He seems irked by those questioning his forgiveness of the paralytic in Mark 2. When he meets a man with a withered hand on the Sabbath, he looks at his opponents “with anger”‘ (there’s the word again, Mark 3:5). When the disciples refuse to let the children come to him, he is incensed (Mark 10:14). In each of these examples, Matthew and Luke smooth the wording out to make Jesus look less antagonistic. But they cannot escape this aspect of his ministry. In Mathew 23 (and Luke 11) Jesus lets rip at the complacency, selfishness, self-satisfaction and oppression of the scribes and Pharisees. He does not mince his words! He seems really angry at the way they withhold the good news of God’s grace, and confine his blessing to a religious elite. Matthew makes the point strongly – he lists Jesus pronouncing seven ‘woes’, a complete catalogue of judgement.
It seems that Jesus didn’t just love the sinner – he hated sin and all the consequences of the way it leaves people broken and their lives distorted.
So shouldn’t we be the same? It isn’t much defence to say that this is something only God can do, since we cannot hate sin without that spilling over into a hateful attitude to people. If I give up on trying to do anything that only God can do perfectly, then I might as well pack up now as a disciple! In fact it only takes a few moments consideration to see that this attitude of Jesus’ is something that we cannot avoid.
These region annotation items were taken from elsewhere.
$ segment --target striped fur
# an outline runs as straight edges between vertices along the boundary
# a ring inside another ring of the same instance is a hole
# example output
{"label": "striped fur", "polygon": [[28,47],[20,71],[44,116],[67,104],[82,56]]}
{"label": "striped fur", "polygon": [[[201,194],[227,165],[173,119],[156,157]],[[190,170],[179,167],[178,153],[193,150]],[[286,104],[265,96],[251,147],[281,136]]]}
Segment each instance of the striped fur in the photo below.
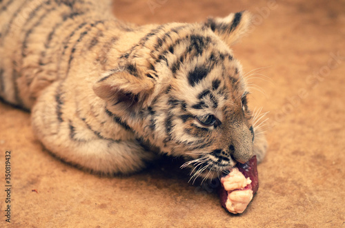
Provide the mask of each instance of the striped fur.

How do we respond to the closing of ranks, fabrication of the truth and defence of self-interest we have seen in the recent judgement about the Hillsborough stadium disaster – sinful actions that left so many locked in grief for 27 years? Don’t we feel indignant? How do we respond to the stories of exploitation of workers around the world in order to source luxury goods for those of us living in the West? Don’t we feel the sting of injustice? How do we respond to the relentless accumulation of vast wealth by a few, the wanton destruction of the environment, and the sexualisation of our culture which leaves young people, especially young girls, insecure, uncertain and open to exploitation and manipulation? How do we respond to the self-concern endemic in our society which leaves so many alone and isolated? If we do not share Jesus’ sense of anger and indignation concerning the sin we see around us, we have failed as disciples and lost our humanity.
It is no wonder then that Paul says something very close to ‘hate the sin, love the sinner’ in his ethical injunctions in Romans 12:9.
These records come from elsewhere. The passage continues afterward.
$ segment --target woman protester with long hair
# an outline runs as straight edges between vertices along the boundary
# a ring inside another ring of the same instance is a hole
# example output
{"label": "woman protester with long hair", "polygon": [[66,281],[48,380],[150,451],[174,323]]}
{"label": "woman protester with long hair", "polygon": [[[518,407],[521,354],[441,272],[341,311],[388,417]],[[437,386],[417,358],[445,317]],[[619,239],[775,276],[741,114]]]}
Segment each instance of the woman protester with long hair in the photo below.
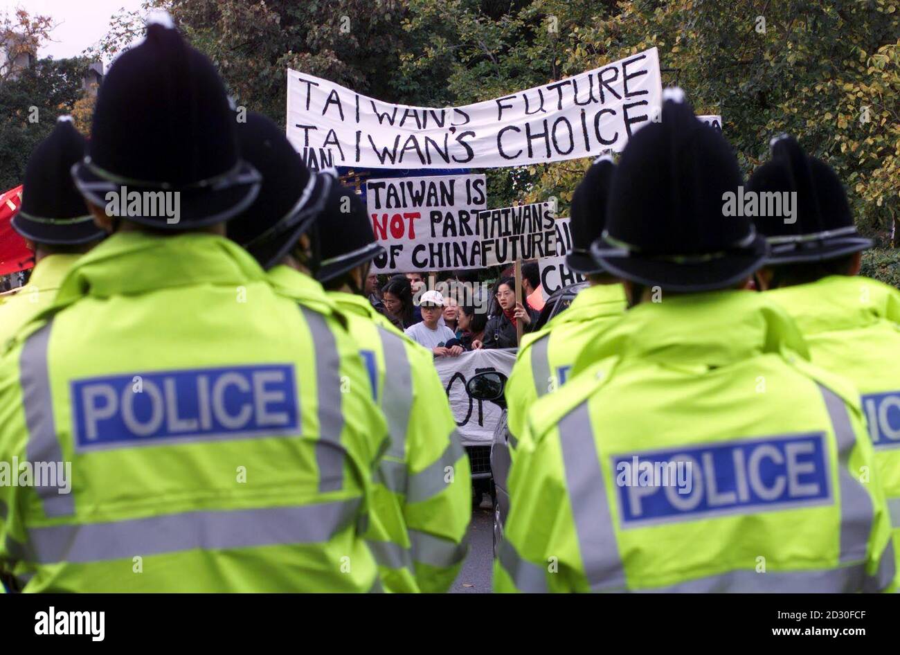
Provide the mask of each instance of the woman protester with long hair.
{"label": "woman protester with long hair", "polygon": [[415,315],[412,286],[405,275],[394,275],[388,280],[388,283],[382,287],[382,301],[384,309],[400,322],[403,329],[422,319],[421,316],[417,318]]}
{"label": "woman protester with long hair", "polygon": [[516,326],[522,321],[524,331],[530,332],[537,321],[537,312],[516,302],[516,281],[503,277],[494,285],[494,303],[484,328],[485,348],[515,348],[518,345]]}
Hate, despise, abhor anything that is evil; stick like glue to whatever is good (my translation)
In fact, Paul argues that this is the only way that we can exercise sincere love towards others. Even if the wording of our slogan is modern, the roots of the idea go deep into the pages of the New Testament. It is not surprising, then, that the great theologian Augustine of Hippo said something very similar. He urged Christians to live “cum dilectione hominum et odio vitiorum“, with “love for persons and hatred of sin”. (Letter 112)
Reflection on our own experience might discourage us from believing that this is possible. Can I really separate who I am from what I do? Can others truly love me if they profoundly disagree with or dislike my actions? As we get older, many of us recognise how deep-seated are our attitudes and our failures, and it can seem hard to separate these from who we are. But it is worth reflecting further that Paul writes Romans 6 to all Christians, not just the young enthusiasts in the first flush of excitement of coming to faith, thinking naively that it might be possible to live a life free from sin.
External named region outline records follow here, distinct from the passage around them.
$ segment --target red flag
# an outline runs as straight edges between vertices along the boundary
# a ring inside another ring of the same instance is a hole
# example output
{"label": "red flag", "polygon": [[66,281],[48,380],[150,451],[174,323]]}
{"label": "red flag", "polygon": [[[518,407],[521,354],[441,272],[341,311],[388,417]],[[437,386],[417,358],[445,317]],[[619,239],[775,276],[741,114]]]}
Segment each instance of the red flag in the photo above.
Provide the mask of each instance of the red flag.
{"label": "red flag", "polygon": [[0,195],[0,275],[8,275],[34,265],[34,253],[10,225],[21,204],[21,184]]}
We are those who have died to sin; how can we live in it any longer?… We were therefore buried with him through baptism into death in order that, just as Christ was raised from the dead through the glory of the Father, we too may live a new life. (Romans 6:2, 4)
We need to allow our experience to be shaped by these theological truths, rather than allowing our experience to form our theology. As redeemed sinners, we are truly loved by God, and in his love he was prepared to pay the ultimate price to free us from the sin which he hates. If that is good enough for God, it should be good enough for us too.